L. m’attend chez Nosso, et nous sommes entre l’or, le vert d’eau et profond, sur une dégustation que nous faisons durer comme la conversation. Elle dit que pour ne pas pleurer, le chat préconise de coller la langue au palais. Et bien d’autres choses, mais comme on dîne, on ne colle pas la langue sur le palais.

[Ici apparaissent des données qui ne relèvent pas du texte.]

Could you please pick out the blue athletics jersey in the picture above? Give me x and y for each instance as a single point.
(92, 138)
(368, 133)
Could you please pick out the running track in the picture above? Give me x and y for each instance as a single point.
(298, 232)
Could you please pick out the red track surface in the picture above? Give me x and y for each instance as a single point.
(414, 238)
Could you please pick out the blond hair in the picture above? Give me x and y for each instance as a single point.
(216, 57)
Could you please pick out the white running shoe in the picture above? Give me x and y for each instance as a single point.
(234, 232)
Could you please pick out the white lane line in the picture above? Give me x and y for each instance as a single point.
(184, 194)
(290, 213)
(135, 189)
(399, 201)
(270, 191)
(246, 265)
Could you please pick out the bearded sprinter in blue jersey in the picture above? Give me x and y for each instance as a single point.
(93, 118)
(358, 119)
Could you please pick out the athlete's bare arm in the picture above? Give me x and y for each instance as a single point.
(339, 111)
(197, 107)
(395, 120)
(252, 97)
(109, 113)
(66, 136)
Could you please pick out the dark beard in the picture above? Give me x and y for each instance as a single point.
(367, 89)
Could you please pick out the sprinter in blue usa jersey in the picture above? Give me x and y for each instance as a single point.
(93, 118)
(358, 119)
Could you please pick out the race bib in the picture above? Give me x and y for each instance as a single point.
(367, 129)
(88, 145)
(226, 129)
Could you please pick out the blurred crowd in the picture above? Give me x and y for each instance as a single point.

je n’ai rien écrit ces dernières semaines comme si ça n’avait plus d’importance ce train de bord de Loire qui m’emmène à Blois, colombes et colombages, poutres sculptées, pierres et tapis tissés, les ponts aux entrées doubles qui se lèvent dans la nuit, gravé nos empreintes en surplomb de l’eau, tourtes et tourterelles les portes lourdes de l’Histoire de France le libraire a vendu tous les exemplaires de mon livre
rien écrit ces dernières semaines la reconstitution des âmes et des neurones j’ai parlé à Céline et puis on m’a validée V était douce, savait toujours faire et dire exactement ce qu’elle devait faire et dire pour avancer le labo et mon cerveau alors les choses se sont emboîtées justes au Meurice Francis Jean C et K dans mon bureau j’ai parlé à ces gens et c’était bien c’était reparti Paul m’a éblouie à la journée des thèses
alors j’ai rassemblé 80 k€ et j’ai référé un papier, monté des dossiers écrit deux argumentaires de promotion d’agents je me suis remise à penser à penser alors je me suis remise à croire et à penser et à espérer et aussi à faire et c’était le cercle vertueux des choses qui retombent dans leur juste place, et moi aussi reprendre ma place
Son : Peter Gregson, Party 4u, in Portraits (Popular Songs for Cello), 2026
Paris Ve Jardin Des Plantes OisellerieAudubon 1st Ed. Octavo Pl. 283 Ground Dove (Tourterelles), Original hand-colored lithograph, circa 1840
un onigiri dans le lit de la Seine un chiffon cake un chapitre de livre un parc secret aux lèvres scellées une bouchée de chocolat de Madagascar qui fond dans la poche des choses favorites un parapluie parisien toutes choses qui sont proches bien qu’éloignées aujourd’hui hier encore avant et demain
Tout en haut de la colline soufflé les pissenlits petite maison dans la prairie et prince charmant entre chien et loup la lumière coulée les vaches aux silhouettes noires poules brunes à parure feuillantine sous les tuiles ployée clouée tulipes myosotis forget-me-not on dit Qui d’autre que Cary Grant, en partant, se retourne quatre fois ?
Je suis partie, j’ai traversé l’océan, dans un sens, l’autre, comprimée sur mon siège, puis libérée au brouhaha sauvage de l’autre continent, je reviens me réinsérer dans les veinules européennes – vivante, grouillante de globules.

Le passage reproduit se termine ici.